One of my favourite things about reviewing music: being introduced to a band that you would never have otherwise come into contact with who sit very nicely within your tastes. I have huge soft spots for anything that is filthy and unpredictable, two boxes of which are thoroughly ticked and pissed all over in Better Days.
Missiles Of October produce a very raw sound, with songs flitting between setups with dual guitars and a rough bassline, and a satisfyingly overdriven bass and single guitar. The lack of studio processing keep things simple and clean cut, and give the sound a unique edge over most music you come across these days.
The songs themselves power through some simple, catchy riffs that tend to steal the show as they are thrashed out through heavy repetition. This approach can fall either way; Better Days will lose you if your attention flits away for too long, or it will continuously dig it’s hooks in through the course of the album.

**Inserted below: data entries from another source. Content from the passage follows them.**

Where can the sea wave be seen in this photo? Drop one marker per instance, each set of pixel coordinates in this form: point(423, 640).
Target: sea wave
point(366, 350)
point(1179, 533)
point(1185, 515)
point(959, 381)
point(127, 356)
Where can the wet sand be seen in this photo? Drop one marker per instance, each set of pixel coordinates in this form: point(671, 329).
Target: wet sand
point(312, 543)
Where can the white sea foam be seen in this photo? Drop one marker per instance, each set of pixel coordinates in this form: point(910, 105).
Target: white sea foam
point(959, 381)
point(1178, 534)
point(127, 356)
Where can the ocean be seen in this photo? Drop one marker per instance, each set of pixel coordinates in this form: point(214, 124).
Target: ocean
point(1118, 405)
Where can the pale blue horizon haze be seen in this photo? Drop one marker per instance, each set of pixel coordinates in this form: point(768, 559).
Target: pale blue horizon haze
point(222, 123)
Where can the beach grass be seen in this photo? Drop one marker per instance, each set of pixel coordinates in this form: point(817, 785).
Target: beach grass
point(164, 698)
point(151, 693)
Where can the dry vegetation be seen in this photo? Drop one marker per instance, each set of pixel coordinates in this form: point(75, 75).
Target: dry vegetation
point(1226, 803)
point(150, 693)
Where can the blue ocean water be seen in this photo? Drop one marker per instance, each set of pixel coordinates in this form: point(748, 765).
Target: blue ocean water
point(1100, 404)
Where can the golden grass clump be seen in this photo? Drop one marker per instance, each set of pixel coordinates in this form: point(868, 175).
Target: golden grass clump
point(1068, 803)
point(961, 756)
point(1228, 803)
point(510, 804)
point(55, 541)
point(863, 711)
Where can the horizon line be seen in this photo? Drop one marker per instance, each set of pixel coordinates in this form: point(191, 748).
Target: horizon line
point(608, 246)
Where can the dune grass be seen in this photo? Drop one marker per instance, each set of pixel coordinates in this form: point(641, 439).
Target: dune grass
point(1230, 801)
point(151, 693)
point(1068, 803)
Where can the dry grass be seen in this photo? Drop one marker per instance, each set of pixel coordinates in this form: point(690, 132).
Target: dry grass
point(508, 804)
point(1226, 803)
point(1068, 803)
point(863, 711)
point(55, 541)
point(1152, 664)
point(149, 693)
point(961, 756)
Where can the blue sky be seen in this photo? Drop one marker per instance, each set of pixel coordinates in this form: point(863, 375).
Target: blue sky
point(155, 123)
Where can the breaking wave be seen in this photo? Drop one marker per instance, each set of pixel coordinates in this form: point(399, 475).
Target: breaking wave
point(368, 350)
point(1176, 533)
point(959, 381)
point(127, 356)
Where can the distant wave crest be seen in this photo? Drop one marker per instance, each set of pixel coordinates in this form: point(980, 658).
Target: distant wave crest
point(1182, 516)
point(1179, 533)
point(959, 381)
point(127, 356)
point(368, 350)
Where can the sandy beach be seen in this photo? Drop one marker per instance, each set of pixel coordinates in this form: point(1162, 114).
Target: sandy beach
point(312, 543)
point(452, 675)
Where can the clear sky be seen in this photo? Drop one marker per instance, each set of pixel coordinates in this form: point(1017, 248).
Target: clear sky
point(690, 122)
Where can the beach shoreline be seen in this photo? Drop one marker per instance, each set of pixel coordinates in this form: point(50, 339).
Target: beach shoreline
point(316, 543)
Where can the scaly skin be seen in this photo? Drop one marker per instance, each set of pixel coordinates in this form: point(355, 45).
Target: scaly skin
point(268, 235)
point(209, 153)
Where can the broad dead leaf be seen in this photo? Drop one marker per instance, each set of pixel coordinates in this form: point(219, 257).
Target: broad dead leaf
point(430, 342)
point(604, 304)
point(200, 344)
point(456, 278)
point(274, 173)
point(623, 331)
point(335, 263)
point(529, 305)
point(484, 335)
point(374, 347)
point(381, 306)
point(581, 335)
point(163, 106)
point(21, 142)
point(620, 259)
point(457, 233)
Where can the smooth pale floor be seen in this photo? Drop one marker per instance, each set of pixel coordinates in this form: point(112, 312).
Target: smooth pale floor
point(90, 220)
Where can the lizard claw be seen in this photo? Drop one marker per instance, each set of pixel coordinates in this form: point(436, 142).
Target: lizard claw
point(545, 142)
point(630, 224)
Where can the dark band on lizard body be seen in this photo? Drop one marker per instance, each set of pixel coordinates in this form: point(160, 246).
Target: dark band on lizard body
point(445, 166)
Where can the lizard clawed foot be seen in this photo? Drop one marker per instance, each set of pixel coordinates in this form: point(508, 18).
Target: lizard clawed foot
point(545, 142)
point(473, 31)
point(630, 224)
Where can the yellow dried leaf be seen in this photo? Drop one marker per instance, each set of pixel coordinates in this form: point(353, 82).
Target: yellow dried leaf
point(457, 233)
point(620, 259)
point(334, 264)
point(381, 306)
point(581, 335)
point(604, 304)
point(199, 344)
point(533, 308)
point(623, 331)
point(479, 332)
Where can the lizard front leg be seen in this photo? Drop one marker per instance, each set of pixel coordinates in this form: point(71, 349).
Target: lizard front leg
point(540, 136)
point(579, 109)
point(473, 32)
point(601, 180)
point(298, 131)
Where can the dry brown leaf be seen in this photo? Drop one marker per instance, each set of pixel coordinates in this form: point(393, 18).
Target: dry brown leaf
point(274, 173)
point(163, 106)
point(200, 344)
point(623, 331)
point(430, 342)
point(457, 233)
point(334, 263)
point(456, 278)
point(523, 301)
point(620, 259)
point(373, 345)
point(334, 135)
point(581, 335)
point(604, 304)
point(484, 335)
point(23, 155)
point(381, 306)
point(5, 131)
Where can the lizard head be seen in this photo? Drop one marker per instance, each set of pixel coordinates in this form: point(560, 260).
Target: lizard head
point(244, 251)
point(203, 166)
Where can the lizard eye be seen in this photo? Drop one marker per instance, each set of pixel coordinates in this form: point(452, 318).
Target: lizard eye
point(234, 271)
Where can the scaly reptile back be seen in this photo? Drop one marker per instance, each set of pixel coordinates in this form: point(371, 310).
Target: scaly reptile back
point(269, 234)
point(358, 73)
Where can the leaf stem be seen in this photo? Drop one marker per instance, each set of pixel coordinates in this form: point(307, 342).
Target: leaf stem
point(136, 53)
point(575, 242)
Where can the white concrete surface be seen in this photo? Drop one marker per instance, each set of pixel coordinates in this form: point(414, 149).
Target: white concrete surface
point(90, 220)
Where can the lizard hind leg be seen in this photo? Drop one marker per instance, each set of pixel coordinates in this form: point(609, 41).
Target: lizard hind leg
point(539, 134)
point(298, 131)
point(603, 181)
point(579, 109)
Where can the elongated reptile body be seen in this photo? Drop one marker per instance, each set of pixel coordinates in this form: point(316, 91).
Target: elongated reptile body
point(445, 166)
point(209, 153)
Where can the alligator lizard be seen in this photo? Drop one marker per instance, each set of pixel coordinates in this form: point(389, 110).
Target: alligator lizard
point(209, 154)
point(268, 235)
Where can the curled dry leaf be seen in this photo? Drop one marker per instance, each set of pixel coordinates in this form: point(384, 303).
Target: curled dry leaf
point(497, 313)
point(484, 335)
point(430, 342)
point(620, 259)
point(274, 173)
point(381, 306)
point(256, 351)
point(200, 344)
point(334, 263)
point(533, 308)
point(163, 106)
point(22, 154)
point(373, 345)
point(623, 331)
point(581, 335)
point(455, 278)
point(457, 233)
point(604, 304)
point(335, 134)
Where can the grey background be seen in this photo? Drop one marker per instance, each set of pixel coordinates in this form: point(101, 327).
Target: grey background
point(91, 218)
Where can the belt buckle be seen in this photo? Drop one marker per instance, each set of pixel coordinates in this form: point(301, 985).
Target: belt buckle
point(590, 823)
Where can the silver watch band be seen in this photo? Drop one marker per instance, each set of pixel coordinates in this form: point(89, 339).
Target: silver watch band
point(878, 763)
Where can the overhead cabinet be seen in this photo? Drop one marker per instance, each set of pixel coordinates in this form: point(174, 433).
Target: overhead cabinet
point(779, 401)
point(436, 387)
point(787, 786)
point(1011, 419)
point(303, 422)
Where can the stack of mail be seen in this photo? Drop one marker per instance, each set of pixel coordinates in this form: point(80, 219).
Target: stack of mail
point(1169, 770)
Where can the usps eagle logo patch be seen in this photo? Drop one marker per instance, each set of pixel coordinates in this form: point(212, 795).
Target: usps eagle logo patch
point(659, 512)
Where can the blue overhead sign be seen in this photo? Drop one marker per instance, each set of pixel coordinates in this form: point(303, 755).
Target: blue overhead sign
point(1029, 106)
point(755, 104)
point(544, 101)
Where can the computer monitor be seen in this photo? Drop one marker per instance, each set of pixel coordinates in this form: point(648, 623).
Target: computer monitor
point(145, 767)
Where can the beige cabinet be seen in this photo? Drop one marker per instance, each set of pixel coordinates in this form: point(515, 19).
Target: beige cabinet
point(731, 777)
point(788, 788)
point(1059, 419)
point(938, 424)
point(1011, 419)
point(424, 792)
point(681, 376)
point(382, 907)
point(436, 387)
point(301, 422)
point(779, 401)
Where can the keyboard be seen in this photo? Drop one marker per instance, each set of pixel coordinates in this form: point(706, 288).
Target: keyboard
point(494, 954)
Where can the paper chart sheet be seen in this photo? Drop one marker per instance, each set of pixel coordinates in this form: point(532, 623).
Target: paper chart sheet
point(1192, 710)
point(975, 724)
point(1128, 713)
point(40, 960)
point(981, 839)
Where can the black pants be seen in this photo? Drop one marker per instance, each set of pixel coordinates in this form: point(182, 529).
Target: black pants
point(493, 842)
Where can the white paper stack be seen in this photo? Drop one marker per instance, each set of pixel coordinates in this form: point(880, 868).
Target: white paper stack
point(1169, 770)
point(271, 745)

The structures are similar to that of Queens Of The Stone Age, who’s best songs are essentially the same, simple riffs repeated for the entire song, except where Missiles of October stand out (aside from not being fronted by a massive cunt) is the unpredictable nature.
The opener, State Of Crisis, packs a riff that will stick with you for days after listening. Title track, Better Days, is by far the catchiest of them all, a 2 minute blazer capturing the heavier, punk side of the band. This then drops you into Everyday, a 7 minute epic that completely contrasts their sound and styles, slowing things right down before breaking down in an extremely loud, wailing fashion, which makes you wish you were witnessing this whole ordeal live.
Which is essentially the biggest problem with Better Days. The music has been captured so well, but it would all be so much better live with the physical energy encompassing the room, and your attention fully focussed on what is happening. It is sometimes too easy to become distracted and lose the dynamics of the album. Not that Missiles Of October are one of those serious, deep and complex bands, but the way the songs work best, without the similar sounding guitars becoming too samey, relies on you paying more attention on this one. But don’t let that put you off, if you like rough, noisy and unpredictable guitar driven music, this is an album you will want to delve your ears into and give a good opportunity to sink in.